Historic windmill in Quainton, England

Aerial view of Quainton Windmill.

Quainton Windmill is a historic windmill in the village of Quainton, Buckinghamshire, England, United Kingdom.

The 70 ft (20m) six-storey brick tower mill, built 1830–32, is one of the most visible buildings in the village. Derelict for most of the 20th century, it has now been restored and can grind wheat into flour. The windmill was built by James Anstiss and it is still owned by his direct descendants. It is the tallest windmill in Buckinghamshire.

The mill had a steam engine installed early in its working life. Until 1881, it was wind-driven, but milling came to an end in 1900. The building remained unused as a mill, with only part of one sail remaining, until 1974, when the owner formed the Quainton Windmill Society, with the aim of restoring the windmill. The Society spent 23 years undertaking restoration work. In 1997, milling was re-established.

In 2013 English Heritage and The Department of Culture, Media and Sport have upgraded the listing status of the mill from Grade II to Grade II* for the following principal reasons:
- Architectural interest: the windmill reflects in its design and machinery the specific function it was intended to fulfil and how it was adapted to meet changes in technology and in the economy;
- Intactness: the original mill machinery and fittings are intact and in working order;
- Rarity: it is an example of a tall six-storey windmill and is the third tallest windmill in England. It was altered to be operated by an auxiliary steam engine which unusually was placed within the structure of the mill.
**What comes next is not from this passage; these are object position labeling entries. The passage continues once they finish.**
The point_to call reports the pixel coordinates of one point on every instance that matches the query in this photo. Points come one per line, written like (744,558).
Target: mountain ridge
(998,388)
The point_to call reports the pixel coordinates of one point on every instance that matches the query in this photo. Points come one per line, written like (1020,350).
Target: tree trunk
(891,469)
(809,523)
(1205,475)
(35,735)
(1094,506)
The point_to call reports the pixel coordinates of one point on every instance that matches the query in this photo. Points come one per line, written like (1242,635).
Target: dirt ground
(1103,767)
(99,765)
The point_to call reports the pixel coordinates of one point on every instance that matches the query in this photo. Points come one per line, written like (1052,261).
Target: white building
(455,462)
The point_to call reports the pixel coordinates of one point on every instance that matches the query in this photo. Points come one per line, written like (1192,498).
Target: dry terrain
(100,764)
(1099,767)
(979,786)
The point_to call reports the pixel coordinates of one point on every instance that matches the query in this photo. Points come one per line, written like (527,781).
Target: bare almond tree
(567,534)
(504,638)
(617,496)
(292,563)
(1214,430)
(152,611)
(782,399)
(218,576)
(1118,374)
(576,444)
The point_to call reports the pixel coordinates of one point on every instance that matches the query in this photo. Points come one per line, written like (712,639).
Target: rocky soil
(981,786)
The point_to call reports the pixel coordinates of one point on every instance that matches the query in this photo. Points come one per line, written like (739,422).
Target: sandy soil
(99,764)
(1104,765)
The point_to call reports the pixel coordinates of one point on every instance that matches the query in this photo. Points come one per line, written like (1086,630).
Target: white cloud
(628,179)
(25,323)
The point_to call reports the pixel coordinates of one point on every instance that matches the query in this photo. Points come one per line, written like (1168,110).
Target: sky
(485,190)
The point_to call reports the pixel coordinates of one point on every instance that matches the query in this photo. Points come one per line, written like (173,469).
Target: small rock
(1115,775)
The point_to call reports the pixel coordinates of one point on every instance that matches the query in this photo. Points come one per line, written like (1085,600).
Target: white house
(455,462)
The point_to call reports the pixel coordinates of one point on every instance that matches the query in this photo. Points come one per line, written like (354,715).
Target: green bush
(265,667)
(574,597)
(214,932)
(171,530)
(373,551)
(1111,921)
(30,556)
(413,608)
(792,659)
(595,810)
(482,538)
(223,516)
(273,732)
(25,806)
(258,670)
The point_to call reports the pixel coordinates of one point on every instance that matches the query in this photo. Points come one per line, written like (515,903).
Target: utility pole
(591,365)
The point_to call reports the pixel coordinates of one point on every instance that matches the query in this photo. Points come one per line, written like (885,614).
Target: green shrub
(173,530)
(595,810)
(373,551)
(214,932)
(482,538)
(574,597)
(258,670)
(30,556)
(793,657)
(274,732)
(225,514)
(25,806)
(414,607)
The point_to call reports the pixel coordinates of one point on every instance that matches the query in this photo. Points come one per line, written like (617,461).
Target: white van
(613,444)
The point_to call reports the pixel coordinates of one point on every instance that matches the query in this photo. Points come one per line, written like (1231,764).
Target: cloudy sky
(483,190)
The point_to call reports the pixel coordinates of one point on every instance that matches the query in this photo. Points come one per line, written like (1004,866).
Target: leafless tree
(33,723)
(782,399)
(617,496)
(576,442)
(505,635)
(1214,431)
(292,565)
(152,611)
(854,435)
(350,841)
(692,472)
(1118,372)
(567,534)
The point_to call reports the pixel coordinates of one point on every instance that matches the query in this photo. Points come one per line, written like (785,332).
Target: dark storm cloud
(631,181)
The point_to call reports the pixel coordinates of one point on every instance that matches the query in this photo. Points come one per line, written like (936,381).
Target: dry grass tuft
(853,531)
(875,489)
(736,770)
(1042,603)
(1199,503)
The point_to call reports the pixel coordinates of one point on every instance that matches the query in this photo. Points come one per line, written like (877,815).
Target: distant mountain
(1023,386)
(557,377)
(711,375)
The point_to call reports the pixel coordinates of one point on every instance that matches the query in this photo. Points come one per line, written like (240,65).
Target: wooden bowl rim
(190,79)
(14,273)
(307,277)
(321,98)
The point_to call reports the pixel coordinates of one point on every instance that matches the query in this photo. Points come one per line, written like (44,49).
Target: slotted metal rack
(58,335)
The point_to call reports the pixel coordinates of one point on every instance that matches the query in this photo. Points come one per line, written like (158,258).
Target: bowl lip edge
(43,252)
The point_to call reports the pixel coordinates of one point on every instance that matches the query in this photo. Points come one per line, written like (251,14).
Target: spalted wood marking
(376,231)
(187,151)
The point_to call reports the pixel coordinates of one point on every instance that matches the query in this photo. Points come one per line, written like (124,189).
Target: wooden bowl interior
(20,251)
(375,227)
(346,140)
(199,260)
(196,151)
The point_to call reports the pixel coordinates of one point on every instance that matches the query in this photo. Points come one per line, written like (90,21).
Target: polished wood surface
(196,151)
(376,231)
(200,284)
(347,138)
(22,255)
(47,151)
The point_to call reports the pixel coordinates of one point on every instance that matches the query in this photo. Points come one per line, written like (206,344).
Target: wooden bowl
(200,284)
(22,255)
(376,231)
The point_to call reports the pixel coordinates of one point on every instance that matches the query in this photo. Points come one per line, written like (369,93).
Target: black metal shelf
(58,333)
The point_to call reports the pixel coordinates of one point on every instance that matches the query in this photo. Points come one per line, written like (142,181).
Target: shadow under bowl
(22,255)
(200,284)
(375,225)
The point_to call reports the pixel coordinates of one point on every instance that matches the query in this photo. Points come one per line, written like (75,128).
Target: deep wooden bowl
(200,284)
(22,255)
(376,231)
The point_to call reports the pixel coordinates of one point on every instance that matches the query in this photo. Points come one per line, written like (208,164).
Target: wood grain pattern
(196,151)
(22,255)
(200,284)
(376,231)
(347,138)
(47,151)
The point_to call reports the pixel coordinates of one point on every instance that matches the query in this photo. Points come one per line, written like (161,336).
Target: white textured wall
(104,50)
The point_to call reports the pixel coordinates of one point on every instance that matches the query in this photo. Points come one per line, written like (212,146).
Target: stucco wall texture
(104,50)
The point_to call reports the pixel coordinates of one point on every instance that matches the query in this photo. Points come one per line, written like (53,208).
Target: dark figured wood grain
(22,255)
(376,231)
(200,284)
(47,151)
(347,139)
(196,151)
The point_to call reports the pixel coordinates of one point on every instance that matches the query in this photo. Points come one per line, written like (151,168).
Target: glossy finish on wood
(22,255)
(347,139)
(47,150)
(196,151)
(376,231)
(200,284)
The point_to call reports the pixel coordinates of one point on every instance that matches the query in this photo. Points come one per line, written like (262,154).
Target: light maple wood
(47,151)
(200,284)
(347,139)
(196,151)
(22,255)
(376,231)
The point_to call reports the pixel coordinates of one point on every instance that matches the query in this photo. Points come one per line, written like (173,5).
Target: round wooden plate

An external survey was carried out on 2 October by Oxley Conservation and Bonwick Milling Heritage Consultancy. Using a giant “cherry- picker” enabling them to closely examine the structure of the mill and to provide a detailed report of its condition. The report states: ‘The extent of decay suffered is such that the head frame timbers have been significantly weakened and will be particularly vulnerable to failure in adverse weather conditions [high winds]; this risk is heightened by the sails and fantail which will exert tremendous forces on the timbers.’ With have agreement of English Heritage and the A.V.D.C. Historic Building Risk Officer the Sails and the Fantail were removed in December 2013 to reduce the stress on the timbers.

These have since been fully restored and, when the wind is sufficient and the mill is open, the sails can be seen to turn again.

The mill is open Sundays between 10am and 12.30pm between March and October.